Laura Yasán partió por decisión propia. Muy joven también. Talentosa y artísticamente maravillosa e intrépida, insolente, como lo fue siempre…

 Esta revista perdió a Daniel Briguet, también sorpresivamente, uno de los grandes talentos de “El Vecino”, pero también uno de los mejores periodistas y escritores que parió la ciudad de Rosario en toda su geografía. 

Lloramos y lloramos y jugamos a encontrarnos en las esquinas en donde la sombra del otro, la sonrisa del otro, el encuentro con esos otros que se fueron, ya no será. Jugamos a encontrarlos y reencontrarnos en sus textos, en sus notas, en sus cuentos, sus novelas, sus escritos. Jugamos así a comunicarnos con los espíritus que partieron… En cada rincón de cada bar, en cada esquina de cada barrio, en cada una de estas veredas que transitamos… Son sus sombras las que ya no volverán… Tampoco sus voces, sus risas, sus palabras, sus genios…

Jugamos a encontrarnos a través de esto, de esto que es algo tan simple, la tinta y el papel, lo que perdura, lo que es documentos publicados… 

Y sí, porque lamentablemente, todo lo virtual en algún momento desaparece, aunque esté muy de moda ahora, en parte por la pandemia, en parte por los costos de las ediciones gráficas, siempre se cae algún sistema, se cambia algún formato de lo digital en sí (discos, Pendrive, se escracha la memoria de la compu, cambian los programas y no se pudo pasar de un formato a otro y etcétera…)

No digo esto porque Briguet fuera anti virtual, yo también lo soy.
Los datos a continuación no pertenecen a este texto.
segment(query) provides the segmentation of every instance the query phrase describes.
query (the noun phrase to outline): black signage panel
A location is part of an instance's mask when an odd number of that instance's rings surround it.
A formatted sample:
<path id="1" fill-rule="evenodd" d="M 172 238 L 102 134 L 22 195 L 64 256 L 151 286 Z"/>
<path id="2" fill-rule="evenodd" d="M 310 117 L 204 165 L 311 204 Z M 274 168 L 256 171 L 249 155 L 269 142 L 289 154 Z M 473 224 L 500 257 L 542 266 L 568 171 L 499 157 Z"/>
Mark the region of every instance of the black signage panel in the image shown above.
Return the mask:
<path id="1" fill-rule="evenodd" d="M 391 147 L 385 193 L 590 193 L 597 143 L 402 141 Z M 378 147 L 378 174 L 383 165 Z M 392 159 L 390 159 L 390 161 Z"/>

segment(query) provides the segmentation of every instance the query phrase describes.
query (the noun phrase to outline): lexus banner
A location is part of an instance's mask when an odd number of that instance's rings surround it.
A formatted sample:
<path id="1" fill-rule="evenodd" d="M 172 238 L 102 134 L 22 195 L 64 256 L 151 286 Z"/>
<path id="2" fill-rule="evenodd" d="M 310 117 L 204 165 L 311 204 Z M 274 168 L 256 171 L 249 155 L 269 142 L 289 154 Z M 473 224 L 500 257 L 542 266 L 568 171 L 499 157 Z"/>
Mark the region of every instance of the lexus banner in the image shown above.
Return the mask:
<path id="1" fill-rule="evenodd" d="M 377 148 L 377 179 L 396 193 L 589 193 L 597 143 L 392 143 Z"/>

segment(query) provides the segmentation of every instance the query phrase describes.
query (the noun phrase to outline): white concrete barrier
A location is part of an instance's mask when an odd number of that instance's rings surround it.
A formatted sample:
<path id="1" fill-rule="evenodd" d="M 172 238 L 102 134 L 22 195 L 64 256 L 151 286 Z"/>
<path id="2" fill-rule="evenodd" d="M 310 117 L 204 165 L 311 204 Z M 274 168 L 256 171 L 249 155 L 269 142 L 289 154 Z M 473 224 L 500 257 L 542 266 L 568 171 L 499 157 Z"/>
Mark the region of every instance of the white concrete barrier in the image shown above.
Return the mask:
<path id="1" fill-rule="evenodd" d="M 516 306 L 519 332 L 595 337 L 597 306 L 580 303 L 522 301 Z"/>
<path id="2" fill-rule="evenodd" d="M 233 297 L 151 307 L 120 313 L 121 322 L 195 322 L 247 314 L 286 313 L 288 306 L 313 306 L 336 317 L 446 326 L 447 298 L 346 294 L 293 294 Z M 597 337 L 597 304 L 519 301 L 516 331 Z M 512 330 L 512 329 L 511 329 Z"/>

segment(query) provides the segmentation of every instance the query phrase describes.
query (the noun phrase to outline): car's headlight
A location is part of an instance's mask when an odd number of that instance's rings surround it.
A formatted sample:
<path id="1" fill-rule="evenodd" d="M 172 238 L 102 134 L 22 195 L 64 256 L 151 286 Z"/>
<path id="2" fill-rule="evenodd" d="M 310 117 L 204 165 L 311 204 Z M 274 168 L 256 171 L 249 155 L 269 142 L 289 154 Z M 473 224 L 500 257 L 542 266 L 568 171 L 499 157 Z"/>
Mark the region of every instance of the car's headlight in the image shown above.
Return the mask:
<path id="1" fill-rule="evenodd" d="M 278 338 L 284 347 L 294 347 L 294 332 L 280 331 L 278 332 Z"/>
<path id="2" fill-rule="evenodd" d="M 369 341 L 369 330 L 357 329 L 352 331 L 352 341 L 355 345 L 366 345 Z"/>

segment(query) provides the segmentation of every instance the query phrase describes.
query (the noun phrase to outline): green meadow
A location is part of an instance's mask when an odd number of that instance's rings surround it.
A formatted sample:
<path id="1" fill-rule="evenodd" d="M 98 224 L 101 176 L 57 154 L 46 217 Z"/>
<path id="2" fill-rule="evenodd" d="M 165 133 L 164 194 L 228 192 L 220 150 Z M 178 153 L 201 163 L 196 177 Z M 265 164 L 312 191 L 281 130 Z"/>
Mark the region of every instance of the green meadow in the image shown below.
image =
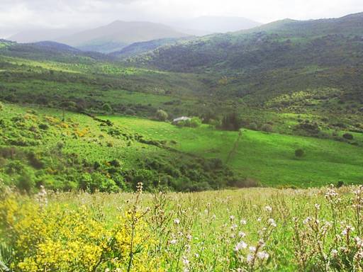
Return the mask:
<path id="1" fill-rule="evenodd" d="M 363 178 L 363 148 L 347 142 L 242 129 L 237 149 L 228 161 L 238 137 L 237 132 L 218 130 L 206 125 L 179 128 L 133 117 L 106 118 L 150 137 L 174 140 L 175 148 L 182 152 L 221 158 L 241 175 L 265 186 L 310 187 L 339 181 L 359 183 Z M 362 135 L 355 136 L 362 142 Z M 298 159 L 294 152 L 299 148 L 305 155 Z"/>

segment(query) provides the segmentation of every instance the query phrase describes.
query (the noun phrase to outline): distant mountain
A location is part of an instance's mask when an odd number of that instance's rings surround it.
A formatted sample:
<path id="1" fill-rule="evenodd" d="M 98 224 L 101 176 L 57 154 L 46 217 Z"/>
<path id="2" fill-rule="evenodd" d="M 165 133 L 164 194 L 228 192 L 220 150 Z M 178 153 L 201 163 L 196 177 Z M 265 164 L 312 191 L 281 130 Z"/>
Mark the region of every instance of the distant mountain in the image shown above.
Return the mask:
<path id="1" fill-rule="evenodd" d="M 334 19 L 286 19 L 247 30 L 161 47 L 143 60 L 159 69 L 246 69 L 355 63 L 363 51 L 363 13 Z M 351 55 L 350 52 L 357 54 Z"/>
<path id="2" fill-rule="evenodd" d="M 342 101 L 363 104 L 363 13 L 282 20 L 162 46 L 130 62 L 161 70 L 214 74 L 222 79 L 211 82 L 216 94 L 246 97 L 256 105 L 312 90 L 321 99 L 335 101 L 326 106 L 338 108 L 337 96 Z"/>
<path id="3" fill-rule="evenodd" d="M 245 18 L 228 16 L 202 16 L 172 23 L 173 26 L 196 35 L 234 32 L 261 25 Z"/>
<path id="4" fill-rule="evenodd" d="M 90 61 L 111 60 L 111 57 L 96 52 L 83 52 L 71 46 L 51 41 L 18 43 L 0 40 L 0 53 L 2 55 L 24 57 L 30 60 L 47 60 L 60 62 L 77 62 L 79 58 Z"/>
<path id="5" fill-rule="evenodd" d="M 77 29 L 38 29 L 21 31 L 8 39 L 17 42 L 36 42 L 42 40 L 57 40 L 63 36 L 73 35 L 80 30 Z"/>
<path id="6" fill-rule="evenodd" d="M 172 28 L 150 22 L 116 21 L 109 25 L 57 40 L 83 50 L 111 52 L 134 42 L 188 36 Z"/>
<path id="7" fill-rule="evenodd" d="M 152 40 L 147 42 L 134 42 L 123 48 L 121 50 L 110 53 L 109 55 L 121 60 L 126 59 L 128 57 L 135 57 L 138 55 L 152 51 L 161 46 L 175 45 L 178 42 L 185 42 L 192 38 L 170 38 Z"/>

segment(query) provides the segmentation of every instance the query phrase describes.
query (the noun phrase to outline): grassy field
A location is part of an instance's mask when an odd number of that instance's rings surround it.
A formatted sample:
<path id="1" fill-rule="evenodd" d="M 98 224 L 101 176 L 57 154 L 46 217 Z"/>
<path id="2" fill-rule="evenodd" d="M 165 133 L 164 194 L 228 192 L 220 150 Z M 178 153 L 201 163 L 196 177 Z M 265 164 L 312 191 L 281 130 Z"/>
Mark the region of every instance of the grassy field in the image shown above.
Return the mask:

Me adapté en lo que pude pero no hay mejor fiesta que un libro o una  revista en formato papel… 

Lo virtual es rápido, casi instantáneo, pero también cambia y se transforma tan de prisa que después es imposible  encontrar cosas que ya tengan mucho tiempo de publicadas…

Nadie leería “Frankestein” hoy, libro de 1818, ni “Diario del año de la Peste”, libro de 1722, si no hubieran existido como documentos que se preservaron en el tiempo a lo largo de las vicisitudes de la historia…

Nadie nos leería si no estuviéramos publicados, en formato real o virtual en alguna parte…

Un autor escribe para un lector, para un público. El trabajo de lectura es un acto comunitario y cooperativo entre el autor y su lector, casi una comunión diría. Uno sigue sus propios autores. Los persigue, más bien diría. Los lee y relee, los piensa y los disfruta… En un acto singular y único, sin parangones…. Como si fuéramos amigos de toda la vida, como si fueran Juan, Horacio, Laura o Daniel, que nos invitan a tomar un café y nos preguntan, “Hola, ¿qué tal?”, “Cómo estás”? ¿”Cómo te trata la vida?”